Di tengah pengucilan dirinya dari kegiatan kenegaraan, kini Gibran dihadapkan pada gugatan massif terhadap status pendidikannya. Gugatan yang sama seperti dialaminya bapaknya dulu. Bedanya, Jokowi menghadapi para penggugat ijazahnya dengan menggerakkan aparat dan institusi negara karena kekuasaan masih di tangannya. Tapi sekarang anaknya menghadapi semua itu ketika kekuasaan sudah tak lagi di tangan dan para pembela sudah banyak yang balik kanan, putar haluan. Institusi yang mencoba berupaya melindungi atau menutupi status pendidikan Gibran hari ini akan menjadi public enemy.

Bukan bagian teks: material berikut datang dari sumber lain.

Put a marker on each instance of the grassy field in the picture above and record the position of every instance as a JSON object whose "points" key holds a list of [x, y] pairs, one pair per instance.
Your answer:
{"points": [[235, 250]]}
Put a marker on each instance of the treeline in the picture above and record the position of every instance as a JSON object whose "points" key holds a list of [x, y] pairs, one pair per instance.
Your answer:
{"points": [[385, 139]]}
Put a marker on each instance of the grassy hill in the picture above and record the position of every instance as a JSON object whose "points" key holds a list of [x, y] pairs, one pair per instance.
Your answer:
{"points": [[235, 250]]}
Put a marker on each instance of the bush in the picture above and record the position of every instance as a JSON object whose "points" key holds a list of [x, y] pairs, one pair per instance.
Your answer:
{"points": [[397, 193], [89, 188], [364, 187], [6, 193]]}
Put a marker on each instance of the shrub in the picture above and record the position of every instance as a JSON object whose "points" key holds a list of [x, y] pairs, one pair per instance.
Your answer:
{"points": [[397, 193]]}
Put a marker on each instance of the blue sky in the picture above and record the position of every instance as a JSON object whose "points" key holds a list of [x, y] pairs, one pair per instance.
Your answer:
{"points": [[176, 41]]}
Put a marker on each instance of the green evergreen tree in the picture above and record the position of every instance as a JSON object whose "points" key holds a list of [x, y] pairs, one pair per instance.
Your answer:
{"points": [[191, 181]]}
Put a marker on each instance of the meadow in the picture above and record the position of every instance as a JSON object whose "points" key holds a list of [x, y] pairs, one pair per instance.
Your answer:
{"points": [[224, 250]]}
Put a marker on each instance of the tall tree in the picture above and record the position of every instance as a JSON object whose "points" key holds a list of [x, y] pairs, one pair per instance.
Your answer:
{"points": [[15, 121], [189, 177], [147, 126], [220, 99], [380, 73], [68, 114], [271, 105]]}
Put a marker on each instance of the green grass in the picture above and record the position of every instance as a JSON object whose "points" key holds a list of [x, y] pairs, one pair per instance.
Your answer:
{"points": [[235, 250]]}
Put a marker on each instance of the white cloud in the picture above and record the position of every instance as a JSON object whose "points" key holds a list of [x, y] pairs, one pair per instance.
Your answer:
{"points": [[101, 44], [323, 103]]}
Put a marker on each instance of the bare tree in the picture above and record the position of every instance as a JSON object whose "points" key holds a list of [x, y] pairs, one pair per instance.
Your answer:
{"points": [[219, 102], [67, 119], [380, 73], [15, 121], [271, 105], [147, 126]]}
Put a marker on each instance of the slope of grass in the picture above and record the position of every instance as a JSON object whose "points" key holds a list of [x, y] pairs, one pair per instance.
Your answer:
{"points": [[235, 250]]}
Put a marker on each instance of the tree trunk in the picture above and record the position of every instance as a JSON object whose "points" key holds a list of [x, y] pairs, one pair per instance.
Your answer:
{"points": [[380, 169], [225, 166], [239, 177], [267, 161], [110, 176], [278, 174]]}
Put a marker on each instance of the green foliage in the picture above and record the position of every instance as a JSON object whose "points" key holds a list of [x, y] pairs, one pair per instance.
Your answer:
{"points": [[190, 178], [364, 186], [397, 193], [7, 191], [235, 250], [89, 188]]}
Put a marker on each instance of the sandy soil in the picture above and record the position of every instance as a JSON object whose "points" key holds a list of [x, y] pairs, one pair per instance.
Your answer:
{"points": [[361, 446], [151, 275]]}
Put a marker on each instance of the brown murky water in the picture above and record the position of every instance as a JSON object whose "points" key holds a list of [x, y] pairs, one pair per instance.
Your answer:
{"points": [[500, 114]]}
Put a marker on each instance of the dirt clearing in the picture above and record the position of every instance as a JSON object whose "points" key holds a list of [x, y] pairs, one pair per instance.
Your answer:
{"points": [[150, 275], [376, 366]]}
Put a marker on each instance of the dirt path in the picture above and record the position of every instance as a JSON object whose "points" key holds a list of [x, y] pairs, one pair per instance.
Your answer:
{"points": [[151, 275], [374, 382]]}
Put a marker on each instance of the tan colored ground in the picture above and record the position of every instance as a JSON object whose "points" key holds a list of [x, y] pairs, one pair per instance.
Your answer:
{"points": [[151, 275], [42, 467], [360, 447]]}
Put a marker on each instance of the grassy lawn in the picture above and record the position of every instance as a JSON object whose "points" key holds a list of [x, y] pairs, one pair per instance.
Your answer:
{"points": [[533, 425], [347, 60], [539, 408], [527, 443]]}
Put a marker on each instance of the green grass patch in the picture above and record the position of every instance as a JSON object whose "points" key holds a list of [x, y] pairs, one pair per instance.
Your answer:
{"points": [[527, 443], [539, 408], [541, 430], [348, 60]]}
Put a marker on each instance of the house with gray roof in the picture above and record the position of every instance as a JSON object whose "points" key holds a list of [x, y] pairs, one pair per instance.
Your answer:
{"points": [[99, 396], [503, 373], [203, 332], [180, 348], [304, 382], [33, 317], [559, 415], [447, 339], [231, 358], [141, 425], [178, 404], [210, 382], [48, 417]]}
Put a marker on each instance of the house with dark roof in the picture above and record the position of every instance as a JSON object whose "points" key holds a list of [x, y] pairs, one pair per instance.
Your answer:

Seperti yang dilakukan Komisi Pemilihan Umum (KPU) dengan Keputusan KPU Nomor 731 Tahun 2025, tentang kebijakan baru terkait Pemilu 2029 yang menetapkan dokumen pencalonan presiden dan wakil presiden sebagai informasi publik yang dikecualikan. Keputusan itu buru-buru dicabut setelah banyak mendapat sorotan tajam publik karena diduga ada hubungannya dengan upaya untuk menutupi status pendidikan Gibran.
Sorotan juga tertuju kepada Dirjen Dikdasmen Kementerian Pendidikan yang pernah mengeluarkan surat penyetaraan pendidikan Gibran di luar negeri dengan pendidikan sederajat SMK di dalam negeri.
Kini masih ada relawan yang setia membela Jokowi dan Gibran. Namun mereka bukan digerakkan oleh keyakinan dan komitmen perjuangan, tetapi lebih karena motif ekonomi. “Relawan hanya soal industri politik, orientasinya ekonomi, bukan perjuangan politik," kata Direktur Eksekutif Indonesia Political Opinion, (IPO) Dedi Kurnia Syah, Selasa, 6 Desember 2022.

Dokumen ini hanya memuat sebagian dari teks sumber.